New Delhi: The Delhi Gymkhana Club has moved the National Company Law Appellate Tribunal (NCLAT), challenging the 26 June order passed by the National Company Law Tribunal (NCLT), which had placed the club under the government scanner on a Narendra Modi government petition.
In its appeal, Delhi Gymkhana said, “Clubs have absolute freedom to govern themselves in accordance with their charters and the courts, including the NCLT, have very limited scope of judicial review in the matter of the functioning of such clubs”.
It also said there is “absolutely no element of public interest involved in the petition”, as it is a “private members’ club”.
The club also submitted that the element of “public interest” cannot be construed merely because government land has been leased to it. It also reiterated that the petition filed before NCLT is not maintainable, and matters relating to the membership of a club are outside the purview of courts and tribunals.
The elite club, which is adjacent to the Prime Minister’s Residence in Delhi, is frequented by top civil servants, army officers and judges, among others.
The NCLAT took note of the appeal on 15 July and issued notice. The case will be heard next on 13 August.
What the NCLT order said
The principal bench of the NCLT had on 26 June said that the affairs of the club are prima facie being conducted in a “manner prejudicial to the public interest” and had directed the government to appoint two members on its general committee.
It had also asked the government to constitute a five-member special committee to probe the affairs of the club, as well as issues related to the utility of the land leased out by the government and the club’s membership.
The NCLT had also passed several other remarks against the exclusivity of the club’s membership, saying that even though it has a right to function as it chooses under Article 19 of the Constitution, it cannot supersede the rights of the common public under Article 14, which guarantees the right to equality.
“The shadow over the club is it is so obsessive of its privilege. Maybe it is because the club is of the view that its privilege will remain intact only if people of certain stature become members. Privilege and privileged are misconceived notions and they are all nothing but a reminiscence of earlier legacy, which is a vanity in a democratic society,” the NCLT had observed.
Gymkhana’s appeal filed on 13 July called this order “unfortunate and factually and legally perverse”. It asserted that the NCLT has “passed unwarranted and scathing remarks” against it and “instead of confining itself to the issues arising in the petition, has embarked on an uncalled for socio-economic soliloquy”.
It has therefore asked the 26 June order to be set aside.
‘Cosmetic representation not a cure’: MCA
The Ministry of Corporate Affairs (MCA) had moved the NCLT in April, claiming that the club was being run in a manner which was “prejudicial to public interest”.

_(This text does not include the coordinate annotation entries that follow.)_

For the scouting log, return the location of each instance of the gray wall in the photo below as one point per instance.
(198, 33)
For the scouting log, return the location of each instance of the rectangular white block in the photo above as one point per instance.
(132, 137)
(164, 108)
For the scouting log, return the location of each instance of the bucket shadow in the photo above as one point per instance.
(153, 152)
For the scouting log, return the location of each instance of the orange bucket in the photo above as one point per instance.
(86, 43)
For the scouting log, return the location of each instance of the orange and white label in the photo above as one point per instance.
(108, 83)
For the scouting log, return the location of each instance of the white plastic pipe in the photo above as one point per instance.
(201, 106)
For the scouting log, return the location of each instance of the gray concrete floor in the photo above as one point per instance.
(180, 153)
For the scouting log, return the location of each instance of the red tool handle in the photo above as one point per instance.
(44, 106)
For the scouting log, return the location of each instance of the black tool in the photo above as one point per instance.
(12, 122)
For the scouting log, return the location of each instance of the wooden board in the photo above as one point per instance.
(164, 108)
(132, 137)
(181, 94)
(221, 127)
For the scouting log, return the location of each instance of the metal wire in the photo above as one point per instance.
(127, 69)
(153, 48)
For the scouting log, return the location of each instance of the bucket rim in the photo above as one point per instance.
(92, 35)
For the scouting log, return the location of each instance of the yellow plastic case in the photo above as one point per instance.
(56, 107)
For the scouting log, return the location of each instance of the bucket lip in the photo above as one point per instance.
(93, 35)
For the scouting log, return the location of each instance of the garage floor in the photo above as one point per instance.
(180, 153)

It sought action against the Delhi Gymkhana Club management under Section 241 and 242 of the Companies Act — which allows member of a company or the government to seek relief if the affairs of the entity are being run in a manner “prejudicial to public interest”, or are deemed “oppressive”, among other things.
MCA had therefore sought a change of management at the Delhi Gymkhana Club and the appointment of 15 nominees as administrators to run its affairs.
However, last week, MCA had also challenged the NCLT order in NCLAT, saying that the tribunal did not grant it “effective safeguard and efficacious remedy”, by not suspending the club’s general committee.
The ministry’s petition said NCLT did pass an order providing relief, but that “cosmetic representation on the board will not cure mismanagement and the gravity of the rot that has set deep in the management of Delhi Gymkhana Club”.